I found myself, once again, lamenting my lack of focus, and yammered on about not having, after two years, a complete manuscript. While my colleagues pound out the pages amid other work, raising kids and having packed lives with external commitments, I continue to fill my days up without tending to my novel. It's like my garden. I have all the intentions in the world--cultivating a weed-free paradise with dahlias and asters and roses and pruned trees and contained vegetables that bare spotless fruits. Alas, my actual garden is an over-grown squash factory with bolted stalks of aphid-crawling who-the-hell-knows-what-all.

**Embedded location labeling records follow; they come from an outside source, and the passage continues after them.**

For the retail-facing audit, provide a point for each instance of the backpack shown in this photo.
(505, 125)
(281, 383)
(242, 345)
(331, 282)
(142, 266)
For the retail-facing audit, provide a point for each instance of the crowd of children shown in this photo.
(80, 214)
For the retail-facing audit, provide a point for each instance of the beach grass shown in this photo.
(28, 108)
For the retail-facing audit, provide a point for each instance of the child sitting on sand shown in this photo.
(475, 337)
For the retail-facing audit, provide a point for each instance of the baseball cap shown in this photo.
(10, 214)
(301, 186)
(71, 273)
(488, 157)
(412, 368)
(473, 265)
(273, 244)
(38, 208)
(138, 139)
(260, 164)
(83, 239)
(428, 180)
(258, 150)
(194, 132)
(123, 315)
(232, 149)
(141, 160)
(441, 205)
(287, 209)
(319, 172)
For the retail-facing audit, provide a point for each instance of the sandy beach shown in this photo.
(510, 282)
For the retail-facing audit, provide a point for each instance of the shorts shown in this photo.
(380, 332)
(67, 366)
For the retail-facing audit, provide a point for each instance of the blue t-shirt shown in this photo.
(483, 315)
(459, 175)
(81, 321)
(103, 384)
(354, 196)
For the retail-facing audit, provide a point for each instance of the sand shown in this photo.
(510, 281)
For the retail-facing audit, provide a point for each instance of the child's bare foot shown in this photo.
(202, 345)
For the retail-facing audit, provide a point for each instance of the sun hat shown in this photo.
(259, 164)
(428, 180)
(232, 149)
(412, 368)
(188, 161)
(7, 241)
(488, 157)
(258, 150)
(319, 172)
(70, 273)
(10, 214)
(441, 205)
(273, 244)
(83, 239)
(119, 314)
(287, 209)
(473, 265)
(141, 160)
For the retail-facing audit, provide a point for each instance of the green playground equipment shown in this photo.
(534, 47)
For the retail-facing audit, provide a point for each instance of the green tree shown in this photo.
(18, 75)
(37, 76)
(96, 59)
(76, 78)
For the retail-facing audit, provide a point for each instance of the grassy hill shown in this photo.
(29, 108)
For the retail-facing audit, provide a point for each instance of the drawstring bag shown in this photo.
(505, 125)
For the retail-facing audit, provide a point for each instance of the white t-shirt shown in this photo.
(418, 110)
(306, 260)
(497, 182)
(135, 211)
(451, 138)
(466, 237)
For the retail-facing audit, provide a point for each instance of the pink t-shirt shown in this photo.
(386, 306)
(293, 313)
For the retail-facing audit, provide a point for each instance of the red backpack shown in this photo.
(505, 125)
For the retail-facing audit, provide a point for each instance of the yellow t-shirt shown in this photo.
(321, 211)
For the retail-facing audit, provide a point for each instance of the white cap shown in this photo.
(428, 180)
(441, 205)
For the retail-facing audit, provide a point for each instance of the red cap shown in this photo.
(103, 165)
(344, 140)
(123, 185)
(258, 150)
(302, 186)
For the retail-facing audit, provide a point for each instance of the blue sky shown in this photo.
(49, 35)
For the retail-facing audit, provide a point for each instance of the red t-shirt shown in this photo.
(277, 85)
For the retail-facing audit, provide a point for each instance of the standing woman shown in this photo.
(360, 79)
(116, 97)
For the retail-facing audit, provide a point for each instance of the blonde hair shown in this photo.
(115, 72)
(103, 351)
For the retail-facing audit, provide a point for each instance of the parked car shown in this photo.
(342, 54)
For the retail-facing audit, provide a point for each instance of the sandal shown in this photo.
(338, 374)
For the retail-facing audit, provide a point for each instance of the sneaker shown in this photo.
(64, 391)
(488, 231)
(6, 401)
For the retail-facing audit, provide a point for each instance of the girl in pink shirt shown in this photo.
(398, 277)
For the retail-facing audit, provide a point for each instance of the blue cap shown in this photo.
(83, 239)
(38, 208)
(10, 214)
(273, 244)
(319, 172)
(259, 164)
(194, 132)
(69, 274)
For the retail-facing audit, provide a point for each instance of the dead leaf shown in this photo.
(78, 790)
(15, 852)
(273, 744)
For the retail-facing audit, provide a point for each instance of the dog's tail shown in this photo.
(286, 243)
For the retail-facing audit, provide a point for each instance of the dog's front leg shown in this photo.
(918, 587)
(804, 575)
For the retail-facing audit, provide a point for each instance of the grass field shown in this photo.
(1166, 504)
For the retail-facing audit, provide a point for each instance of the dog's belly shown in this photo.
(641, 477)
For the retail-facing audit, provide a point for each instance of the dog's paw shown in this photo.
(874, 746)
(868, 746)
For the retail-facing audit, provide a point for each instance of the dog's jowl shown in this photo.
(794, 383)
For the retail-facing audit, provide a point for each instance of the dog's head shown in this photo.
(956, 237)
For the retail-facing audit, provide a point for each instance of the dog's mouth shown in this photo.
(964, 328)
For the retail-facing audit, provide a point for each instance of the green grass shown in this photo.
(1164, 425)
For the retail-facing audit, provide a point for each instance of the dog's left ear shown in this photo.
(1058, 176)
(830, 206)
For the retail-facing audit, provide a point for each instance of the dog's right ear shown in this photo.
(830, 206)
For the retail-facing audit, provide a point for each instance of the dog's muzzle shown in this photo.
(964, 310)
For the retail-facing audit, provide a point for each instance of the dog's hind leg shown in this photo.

And so it goes with The Secret to Love (or Stairway of Love--I'm still on the fence about that). Weeds have thrust themselves up in the white space of time. I have to reacquaint myself with the texture and tone each time I sit down because of the passage of days, and sometimes even weeks.
At the party, I was tired of hearing myself whine about my lack of commitment, and so were, I'm guessing, my writer friends. "You know what?" said my industrious Virgo friend Cheryl, "There's going to be a consequence if you don't get this done by October 1st."
"A consequence," muttered the chorus of others in earshot. "Yes, a bad consequence."
Cheryl gleefully offered: "We're going to cut off your hair!" And Lidia said, "Into a bob."
Me with a bob would look like Bozo the Clown, except maybe without the bald part in the middle. "That's horrible," I said.
The writers made fake hair-cutting motions with their fingers. "A bob," they said. "Unless it's finished."
And then Cheryl, who immediately realized that I might be moved to cheat, said, "And you can't just slap anything into the manuscript and say that it's done. I'm going to read it, and if you put like, copied and pasted words from somewhere, you're still getting a bob."
According to the notes I scribbled in the tent last month, I have eight significant chunks of things to have happen. Eight as-of-yet-unwritten chapters. Meaty chapters. What am doing writing about writing instead of writing? I have 24 days until the dreaded bob. It's like a reverse advent calendar--with the big "Christmas" window in the middle being either a bob or a finished book.